SCHEDULE TO
This Amendment No. 2 (this “Amendment”) amends and supplements the Tender Offer Statement on Schedule TO filed with the Securities and Exchange Commission on November 10, 2022 (together with any subsequent amendments and supplements thereto, the “Schedule TO”), by FP Credit Partners II, L.P. and FP Credit Partners Phoenix II, L.P. (the “Purchasers”) in connection with an offer (the “Offer”) by the Purchasers to purchase up to $75.0 million of outstanding Class A ordinary shares of Pathfinder Acquisition Corporation, a Cayman Islands exempted company incorporated with limited liability (the “Company”), with a nominal or par value of $0.0001 each per share (the “Class A Shares”), at the tender offer price of $10.00 in cash per Class A Share, without interest on the purchase price and less any applicable withholding taxes, upon the terms and subject to the conditions described in the Offer to Purchase (as defined below) and in the related Letter of Transmittal (as defined below). Each Class A Share was sold in the Company’s initial public offering, which closed on February 19, 2021, pursuant to a prospectus dated February 16, 2021, as part of a unit, each of which contained one Class A Share and one-fifth of one redeemable warrant. The Offer is subject to the terms and conditions set forth in the Offer to Purchase, dated December 5, 2022 (together with any amendments or supplements thereto, the “Offer to Purchase”), and in the related Letter of Transmittal (the “Letter of Transmittal”) (which have been previously filed as exhibits to this Schedule TO).
Items 1 through 11.
Items 1 through 11 of the Schedule TO, to the extent they incorporate by reference information contained in the Offer to Purchase and the Letter of Transmittal, are hereby amended as follows:
Termination of the Tender Offer
On January 4, 2023, the Purchasers announced that they had terminated the Offer.

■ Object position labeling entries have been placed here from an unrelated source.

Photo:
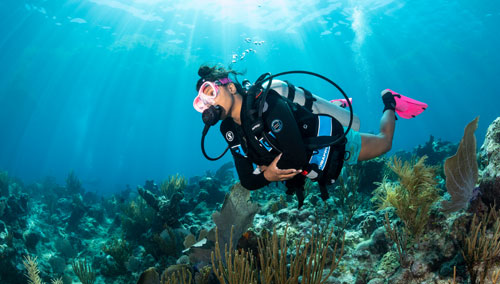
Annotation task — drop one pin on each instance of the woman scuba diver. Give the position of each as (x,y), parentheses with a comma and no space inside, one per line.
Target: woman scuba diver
(274,138)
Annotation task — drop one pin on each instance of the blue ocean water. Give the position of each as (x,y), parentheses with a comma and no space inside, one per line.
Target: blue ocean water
(105,87)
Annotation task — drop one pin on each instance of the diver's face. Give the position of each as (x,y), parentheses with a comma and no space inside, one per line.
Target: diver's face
(225,98)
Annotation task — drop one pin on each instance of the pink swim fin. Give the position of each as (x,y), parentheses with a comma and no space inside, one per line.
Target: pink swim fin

As a result of this termination, no Class A Shares will be purchased in the Offer and all Class A Shares previously tendered and not withdrawn will be promptly returned to tendering holders.
A copy of the press release issued by the Purchasers on January 4, 2023 announcing the termination of the Offer is attached hereto as Exhibit (a)(5)(B) and is incorporated herein by reference.
Item 12.
Item 12 of the Schedule TO is hereby amended and supplemented by adding the following exhibit: (a)(5)(B) Press Release dated January 4, 2023.